KALIBO. 7:30 A.M. Having breakfast with my Technical Supervisor, Daryle, at the Inn's cafe. We're talking about ghosts and spirits - poor choice of topic over breakfast, I know, but we kind of realized we shared similar or related haunting experiences last night at the room that we stayed in. (Will tell you more about these experiences in a separate post.)

This morning, we're taking a short break from the Boracay stories so I could share with you first my experience last week at the DFA (Department of Foreign Affairs) in Manila.

I went to re-apply for my passport and thought of saving extra by not having a travel agency do it for me. So I set a date and braved the commute and the long lines that I would expect to face there.

But nothing prepared me for this.

It seemed to me like the whole nation decided to go on an exodus to flee the oppressive Egyptians. It felt like I was face to face with the mass of humanity.

It was terrible. The line snaked for what seemed like a kilometer within the basketball court of this government office. But I said to myself, I need this, and fell in line with the rest of the world. This line was 2 and a half hours long.

And that was only the first part of the whole process. Outside the gate of the main building, there was another line. It took about 30 minutes to get inside.

When I got in, I realized this was going to take a little less longer than the first one. There were about 25 windows servicing all the applications, as opposed to the 6 or so at the basketball court. The room was air-conditioned, so it was a little more comfortable for everyone.

I thought to myself, this will be over soon.

I was only about 3 or 4 persons away from getting the 2nd part of the application (there were 4) out of the way.

Or so I thought. When I got to the window, the lady told me I was in the wrong line and had to go down to the other end of the room to have my application pre-processed.

I first applied for a passport in 2005 but was not able to immediately claim it. It turns out the DFA destroys unclaimed passports to keep them from being used for other purposes by other individuals. It made sense to me when I was first told about it. But at this point - at this precise moment - it made no difference to me. It meant I had to line up... again!

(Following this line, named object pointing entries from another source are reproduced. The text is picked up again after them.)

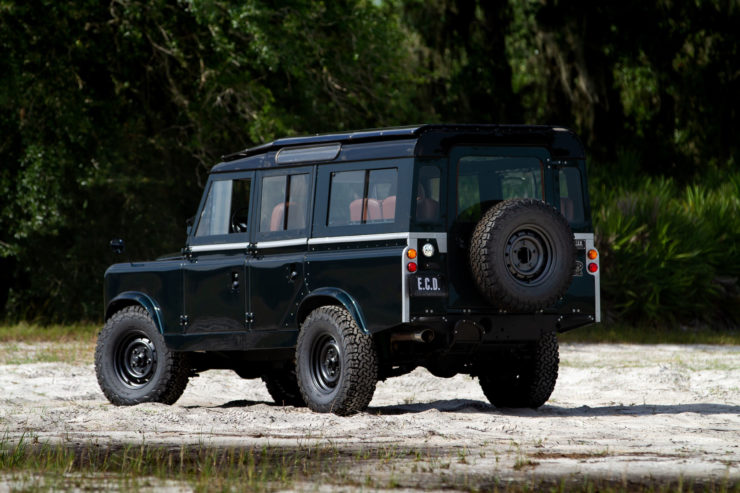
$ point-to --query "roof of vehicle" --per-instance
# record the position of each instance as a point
(417, 140)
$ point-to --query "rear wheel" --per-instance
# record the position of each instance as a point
(524, 380)
(133, 363)
(336, 362)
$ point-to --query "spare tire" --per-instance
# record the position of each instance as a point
(522, 255)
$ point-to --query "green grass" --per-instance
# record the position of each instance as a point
(23, 343)
(27, 465)
(29, 332)
(630, 334)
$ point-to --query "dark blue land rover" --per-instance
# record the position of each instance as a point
(323, 264)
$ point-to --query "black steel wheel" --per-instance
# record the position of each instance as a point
(522, 255)
(522, 379)
(133, 364)
(336, 363)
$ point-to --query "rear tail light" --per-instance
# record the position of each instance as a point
(593, 266)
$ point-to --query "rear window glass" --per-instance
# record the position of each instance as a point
(484, 181)
(571, 194)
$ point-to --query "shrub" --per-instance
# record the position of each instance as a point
(670, 253)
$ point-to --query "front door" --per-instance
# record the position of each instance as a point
(215, 277)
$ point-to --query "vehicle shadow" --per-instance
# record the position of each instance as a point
(474, 406)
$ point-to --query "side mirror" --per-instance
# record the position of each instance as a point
(189, 224)
(117, 245)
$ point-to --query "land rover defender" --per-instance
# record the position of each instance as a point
(323, 264)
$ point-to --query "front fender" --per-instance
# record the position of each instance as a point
(130, 298)
(332, 296)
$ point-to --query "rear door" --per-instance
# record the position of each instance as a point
(282, 223)
(481, 177)
(214, 274)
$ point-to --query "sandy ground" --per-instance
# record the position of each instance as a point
(619, 412)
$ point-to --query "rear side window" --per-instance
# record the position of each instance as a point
(226, 209)
(284, 202)
(483, 181)
(362, 197)
(428, 194)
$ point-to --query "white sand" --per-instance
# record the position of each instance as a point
(618, 411)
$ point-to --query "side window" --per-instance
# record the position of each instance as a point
(284, 202)
(362, 197)
(226, 209)
(571, 195)
(427, 194)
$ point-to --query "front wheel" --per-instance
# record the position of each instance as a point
(336, 363)
(133, 364)
(523, 380)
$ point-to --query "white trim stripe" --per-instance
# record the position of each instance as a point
(347, 239)
(281, 243)
(219, 246)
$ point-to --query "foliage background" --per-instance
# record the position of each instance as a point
(111, 114)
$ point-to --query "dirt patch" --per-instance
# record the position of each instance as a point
(619, 412)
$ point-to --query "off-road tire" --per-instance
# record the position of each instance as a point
(522, 255)
(336, 362)
(128, 340)
(523, 382)
(283, 388)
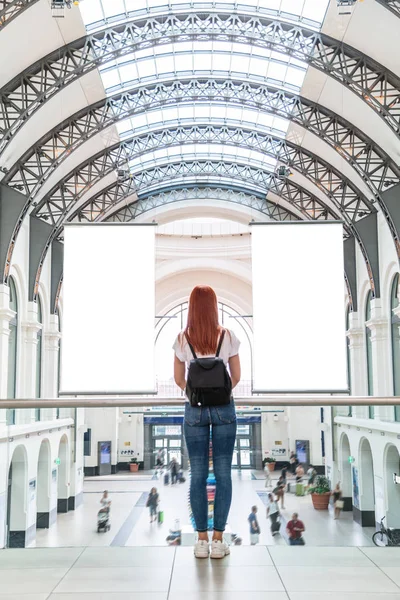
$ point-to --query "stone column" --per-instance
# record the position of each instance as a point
(6, 315)
(379, 327)
(51, 347)
(355, 334)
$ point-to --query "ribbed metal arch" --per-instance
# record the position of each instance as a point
(34, 168)
(183, 174)
(372, 82)
(392, 5)
(349, 201)
(10, 9)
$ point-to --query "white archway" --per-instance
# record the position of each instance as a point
(63, 476)
(367, 485)
(17, 510)
(43, 486)
(391, 466)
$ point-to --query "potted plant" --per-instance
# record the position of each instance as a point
(133, 465)
(320, 493)
(270, 462)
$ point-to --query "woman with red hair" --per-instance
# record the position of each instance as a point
(203, 333)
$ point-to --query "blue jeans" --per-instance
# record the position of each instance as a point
(222, 421)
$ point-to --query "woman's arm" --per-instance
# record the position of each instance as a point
(234, 368)
(179, 373)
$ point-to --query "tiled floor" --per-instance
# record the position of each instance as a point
(253, 573)
(130, 521)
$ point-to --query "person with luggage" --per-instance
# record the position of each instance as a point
(268, 478)
(295, 529)
(152, 504)
(273, 514)
(254, 526)
(293, 462)
(337, 501)
(279, 491)
(311, 474)
(299, 473)
(208, 410)
(174, 468)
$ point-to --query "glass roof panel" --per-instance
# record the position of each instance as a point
(98, 13)
(201, 152)
(222, 58)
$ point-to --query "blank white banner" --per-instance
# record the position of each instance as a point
(298, 308)
(108, 309)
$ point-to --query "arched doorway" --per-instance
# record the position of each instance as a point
(17, 499)
(345, 472)
(43, 487)
(366, 512)
(63, 476)
(391, 466)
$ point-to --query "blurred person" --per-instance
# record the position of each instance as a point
(152, 503)
(337, 500)
(295, 529)
(204, 337)
(273, 514)
(293, 462)
(174, 468)
(254, 526)
(311, 474)
(299, 473)
(279, 491)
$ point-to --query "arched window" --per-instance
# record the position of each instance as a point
(12, 351)
(368, 336)
(395, 327)
(348, 357)
(39, 349)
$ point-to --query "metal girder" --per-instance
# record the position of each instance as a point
(219, 172)
(9, 9)
(348, 200)
(392, 5)
(374, 166)
(101, 207)
(27, 92)
(35, 167)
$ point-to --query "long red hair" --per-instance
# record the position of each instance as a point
(202, 329)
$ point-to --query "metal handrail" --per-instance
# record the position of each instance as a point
(141, 401)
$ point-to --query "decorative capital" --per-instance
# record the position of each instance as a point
(378, 327)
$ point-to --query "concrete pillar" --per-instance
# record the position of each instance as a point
(29, 340)
(6, 315)
(355, 334)
(379, 327)
(51, 348)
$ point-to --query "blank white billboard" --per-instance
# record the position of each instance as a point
(108, 309)
(298, 308)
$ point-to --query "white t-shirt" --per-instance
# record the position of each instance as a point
(229, 348)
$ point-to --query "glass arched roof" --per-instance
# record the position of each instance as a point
(97, 13)
(184, 59)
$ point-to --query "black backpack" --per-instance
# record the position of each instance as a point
(208, 381)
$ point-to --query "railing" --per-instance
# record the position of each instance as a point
(139, 401)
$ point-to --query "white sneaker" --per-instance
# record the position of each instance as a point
(201, 549)
(219, 549)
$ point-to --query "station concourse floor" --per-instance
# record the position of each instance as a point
(133, 562)
(130, 519)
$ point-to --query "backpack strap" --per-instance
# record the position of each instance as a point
(191, 348)
(221, 339)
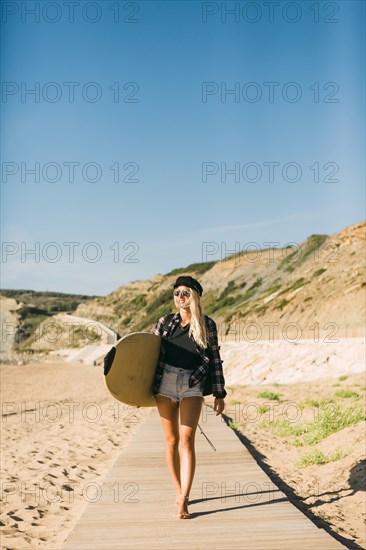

No choice. I had to respect the applicants who had lined up at these windows (the right ones) before me. It took another hour.

Outside there was another line. (Surprise, surprise!) It lead to the auditorium, where the last 2 parts of the application were going to happen.

As expected, the mass of humanity that welcomed me at the basketball court was there to greet me again. But somehow, the whole scene looked different.

Maybe because they - all of us - knew we were nearing the end of suffering.

Or maybe it was the nicely done, high-ceiling, well ventilated, air-conditioned auditorium. Or the fact that everyone in the hall, including me, realized we were all getting closer and closer to our much-sought-after exile out of the country.

And so we waited. And waited. And waited. And after another hour and a half, I got through the whole process. All in all, it took about 5 and a half hours. I was on my way home a little before 5pm.

Next week, my passport will be delivered, and I will begin another journey. I am taking one big step into the unknown. And I can't say I am not excited.

In a few weeks, who knows, I might get to see the same mass of humanity lining up before me at the airport. Whether we care to admit it or not, a mass exodus is happening before our eyes.

And I am not about to get left behind.


  1. Me pagka-sadista ka rin ano? NOTHING short of a life and death situation would MAKE me queue up in that place. Bayad kung bayad, that's what money is for!

  2. hahaha! you're right, millette. well, i didn't really know it was going to be that bad. but hey, you live you learn. hehehe.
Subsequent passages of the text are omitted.